Versaillais newspapers shouted for more vengeance to clean the contagious Communard stain from the city. Le Figaro demanded a complete purge of Paris: ‘Never has such an opportunity presented itself to cure Paris of the moral gangrene which has eaten away at it for the last twenty years … Today clemency would be completely crazy … Let’s go, honnêtes gens! Help us finish with the democratic and socialist vermin.’ Goncourt compared the repression to a therapeutic bloodletting. Le Bien public called for a ‘hunt for the Communards’, and that was what it got. The Journal des Débats reasoned that the army had now ‘avenged its incalculable disasters [in the Franco-Prussian War] by a victory’. Le Figaro saluted the ‘General enterprise of sweeping Paris clean’. All the guilty ‘should be executed’. Similar calls came from overseas. The New York Herald advised ‘no cessation of summary judgment and summary execution … Root them out, destroy them utterly, M. Thie
rs, if you would save France. No mistaken humanity.’38
The goal now was to protect and restore Paris so that it might once again be deserving of the honnêtes gens who had once flourished there. ‘Honesty’ became the word of the day. La Patrie, for one, made it clear that if Paris ‘wants to conserve its privilege of being the rendez-vous of the honest and fashionable beau monde, it owes it to itself and to its invited visitors a security that nothing can trouble … Examples are indispensable, a fatal necessity, but a necessity.’ Marshal Patrice MacMahon pointed out that, now that the Commune had been crushed, he could finally ‘address [himself] to the honest population of Paris’, by which he meant the upper classes on whose behalf Versaillais forces were carrying out the massacre.39 Those who had supported the Commune had no illusions about Paris’s future, knowing full well that Thiers, along with his army and his government, would purge the city of any traces of the Commune or its ideals. When Henri Rochefort arrived in a convoy of prisoners in Versailles, a man ‘in a cinnamon coloured frock coat … waving a beautiful red umbrella, shouted at the top of his lungs: “It’s Rochefort!
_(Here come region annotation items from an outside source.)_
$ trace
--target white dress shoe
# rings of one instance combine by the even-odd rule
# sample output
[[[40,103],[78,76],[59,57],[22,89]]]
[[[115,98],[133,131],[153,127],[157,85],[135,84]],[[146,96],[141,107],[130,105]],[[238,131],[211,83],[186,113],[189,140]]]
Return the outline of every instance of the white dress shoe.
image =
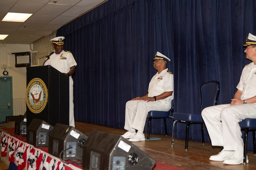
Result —
[[[129,139],[132,138],[136,134],[136,133],[135,132],[132,133],[128,131],[128,132],[125,132],[125,134],[124,134],[122,135],[121,135],[121,136],[125,139]]]
[[[227,164],[236,165],[241,164],[244,161],[244,151],[236,150],[234,152],[232,156],[225,159],[223,163]],[[249,163],[248,156],[246,156],[246,163]]]
[[[223,149],[218,155],[210,156],[209,159],[214,161],[223,161],[232,157],[234,152],[233,151],[224,150]]]
[[[145,136],[144,134],[136,133],[135,136],[131,138],[130,138],[130,142],[140,142],[145,140]]]

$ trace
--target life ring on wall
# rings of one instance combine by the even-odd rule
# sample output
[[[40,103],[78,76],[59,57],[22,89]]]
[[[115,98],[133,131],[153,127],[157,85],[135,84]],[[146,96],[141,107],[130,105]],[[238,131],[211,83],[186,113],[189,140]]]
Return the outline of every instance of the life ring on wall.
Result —
[[[8,71],[5,70],[5,68],[4,71],[3,71],[3,74],[5,76],[7,76],[8,75],[8,74],[9,74]]]

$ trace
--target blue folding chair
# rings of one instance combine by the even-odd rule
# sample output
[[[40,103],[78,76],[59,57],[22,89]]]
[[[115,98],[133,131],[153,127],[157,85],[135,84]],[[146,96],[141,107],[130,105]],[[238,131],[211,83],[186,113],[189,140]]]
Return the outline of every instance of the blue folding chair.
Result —
[[[217,105],[218,98],[220,91],[220,83],[216,81],[211,81],[204,83],[201,87],[201,96],[202,103],[200,110],[202,110],[205,108]],[[173,125],[172,126],[172,147],[173,147],[174,142],[174,130],[175,125],[177,122],[186,123],[186,141],[185,149],[188,149],[189,141],[189,130],[191,124],[201,124],[201,133],[202,142],[204,144],[204,121],[201,113],[184,113],[175,112],[173,113]]]
[[[244,130],[244,163],[246,164],[247,155],[247,136],[249,131],[253,132],[253,154],[256,155],[256,146],[255,142],[255,130],[256,130],[256,119],[247,118],[239,122],[241,130]]]
[[[173,100],[172,101],[172,107],[168,111],[151,110],[148,112],[147,118],[148,119],[148,137],[147,139],[149,140],[150,134],[150,123],[153,119],[163,119],[164,129],[166,135],[167,136],[167,127],[166,126],[166,118],[172,118],[173,117]]]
He must be skinned alive!”’ Rochefort had to stifle a laugh – the man was indeed ‘the type of ferocious bourgeois such as Daumier painted for us’. Jules Simon identified civilisation with the power of the bourgeoisie: ‘One overturns aristocracy, which is a privilege … One does not overturn the bourgeoisie, one attains it.’ Pierre Vésinier, a journalist and Communard who survived, assessed: ‘The victorious bourgeoisie showed neither pity nor mercy. It had sworn to annihilate the revolutionary and socialist proletariat for ever – to drown it in its own blood. Never had a better occasion presented itself; and it profited by it with ferocious joy.’